Last chance to vote for real change
- Rodney Joyce
- 5 days ago
- 4 min read
What does real change look like in this election? There are suddenly a lot of candidates promising fiscal responsibility as they chase your vote, including some that have been elected for years (decades even) as your rates have kept increasing.
So, when you are voting, how do you tell who is really for change in the way our council operates and who is just mouthing slogans?
Real change requires real policies, not just promising “every dollar is precious” (to misquote a very old Monty Python skit).
So here is my detailed programme to deliver real change:
Appoint a new council chief executive who understands both the numbers and the financial pressure on ratepayers, and is committed to work with councillors and all of our residents to deliver value for money.
Complete the transition of waters assets into a new, ring-fenced entity. The government has given us no choice in this, so get on and do it to achieve the best outcomes possible for our residents and ratepayers.
Complete the regional deal with government that will unlock growth in our region. This is important as we need to move forward with jobs and houses for our people. Strike a deal that the government commits to, and won’t unravel if the next general election brings change in Wellington.
Carry out a top-to-bottom review of our council, to eliminate waste (our head office costs are way higher than at similar councils) and also to bring focus on core areas such as roading, after the separation of the waters assets. The result will be a smaller, focused and much more efficient council.
Work with government on its drive to take councils "back to basics" and cap rates (we should aim to do better than just cap rates). This includes determining the future of planning and regulatory functions, which may or may not rest with council in future.
Communicate openly with our communities. I will continue to post, comment and generally keep you informed about council news (both good and bad). I may not be quite as frenetic as I have been in recent weeks but I will not disappear into the Barkes Corner bunker, like previous mayors.

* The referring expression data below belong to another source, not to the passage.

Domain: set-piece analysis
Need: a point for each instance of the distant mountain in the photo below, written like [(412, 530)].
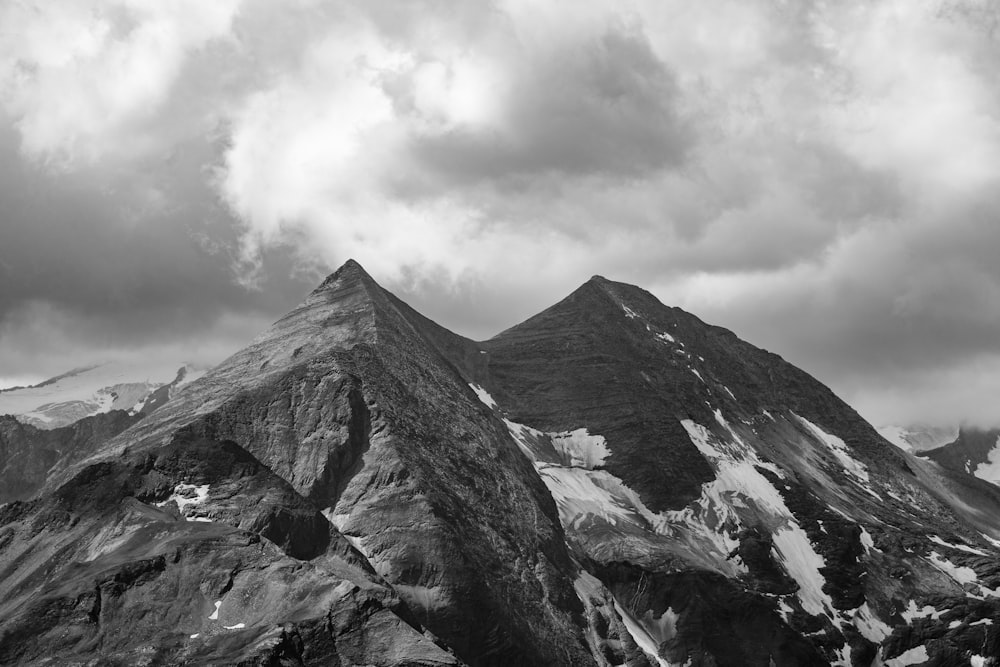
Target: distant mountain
[(918, 437), (91, 390), (611, 482), (975, 451)]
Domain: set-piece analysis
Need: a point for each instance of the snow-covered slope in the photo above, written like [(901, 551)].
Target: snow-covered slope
[(95, 389), (974, 451), (612, 482), (918, 437)]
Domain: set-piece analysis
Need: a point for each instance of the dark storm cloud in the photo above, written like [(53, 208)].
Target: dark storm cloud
[(602, 107), (817, 176)]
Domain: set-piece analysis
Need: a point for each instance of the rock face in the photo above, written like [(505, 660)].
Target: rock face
[(93, 390), (29, 454), (612, 482), (973, 451), (918, 437)]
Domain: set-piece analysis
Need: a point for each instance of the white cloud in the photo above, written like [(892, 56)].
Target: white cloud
[(81, 78), (818, 176)]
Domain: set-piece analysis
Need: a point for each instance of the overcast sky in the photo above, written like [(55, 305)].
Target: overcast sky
[(820, 177)]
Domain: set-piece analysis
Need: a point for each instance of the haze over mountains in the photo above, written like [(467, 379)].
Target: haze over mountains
[(612, 481)]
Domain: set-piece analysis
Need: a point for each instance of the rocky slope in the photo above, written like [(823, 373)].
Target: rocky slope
[(918, 437), (612, 482), (92, 390), (974, 451)]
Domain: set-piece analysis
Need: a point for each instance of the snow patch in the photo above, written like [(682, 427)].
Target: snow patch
[(187, 495), (582, 494), (990, 469), (641, 637), (581, 448), (803, 564), (911, 612), (866, 540), (484, 396), (914, 656), (839, 449), (961, 547), (869, 625)]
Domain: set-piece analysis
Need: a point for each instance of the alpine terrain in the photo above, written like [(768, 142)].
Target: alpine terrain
[(975, 451), (611, 482)]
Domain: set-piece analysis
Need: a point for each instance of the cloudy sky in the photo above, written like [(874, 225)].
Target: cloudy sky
[(820, 177)]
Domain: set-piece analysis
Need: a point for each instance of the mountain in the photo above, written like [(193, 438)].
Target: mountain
[(975, 451), (611, 482), (918, 437), (92, 390)]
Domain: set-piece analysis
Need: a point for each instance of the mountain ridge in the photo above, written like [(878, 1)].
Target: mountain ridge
[(612, 481)]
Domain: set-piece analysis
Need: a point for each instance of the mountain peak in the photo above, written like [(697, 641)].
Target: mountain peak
[(350, 273)]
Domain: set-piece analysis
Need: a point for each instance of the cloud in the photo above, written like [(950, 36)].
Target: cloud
[(817, 176), (84, 79)]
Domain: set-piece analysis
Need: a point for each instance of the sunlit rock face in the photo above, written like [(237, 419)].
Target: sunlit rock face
[(612, 482)]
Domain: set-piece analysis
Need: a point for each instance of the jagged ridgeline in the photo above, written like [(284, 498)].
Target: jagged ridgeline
[(611, 482)]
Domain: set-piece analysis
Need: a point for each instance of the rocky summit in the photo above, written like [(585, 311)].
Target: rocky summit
[(611, 482)]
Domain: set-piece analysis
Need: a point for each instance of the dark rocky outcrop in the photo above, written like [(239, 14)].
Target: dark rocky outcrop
[(621, 484)]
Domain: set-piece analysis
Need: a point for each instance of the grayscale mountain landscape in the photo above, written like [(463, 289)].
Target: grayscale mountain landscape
[(575, 333), (612, 481)]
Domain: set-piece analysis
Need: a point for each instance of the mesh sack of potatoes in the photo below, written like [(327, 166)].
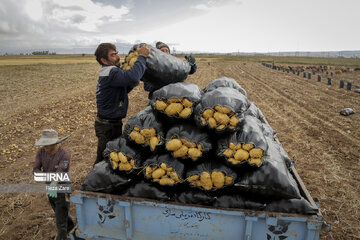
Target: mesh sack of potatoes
[(224, 82), (242, 201), (195, 196), (246, 146), (221, 110), (144, 129), (130, 60), (211, 175), (187, 142), (163, 69), (176, 101), (272, 179), (143, 189), (102, 178), (122, 156), (164, 170)]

Spread the same culture of openness throughout the council so that communication is at the core of how it works with people. This means being open to the ideas of others, consulting openly on new projects and not relying just on statutory processes or 10-year old plans and policies that everyone else has long forgotten about.
Create a more transparent council, with fewer debates behind closed doors and fewer workshops. Advertise these on the council's website, so that you know what council is working on. There will still be some commercial contracts that need to be discussed out of the public eye, but no one should be surprised by a new council project or decision (on managed retreat, budgets or any other important matter).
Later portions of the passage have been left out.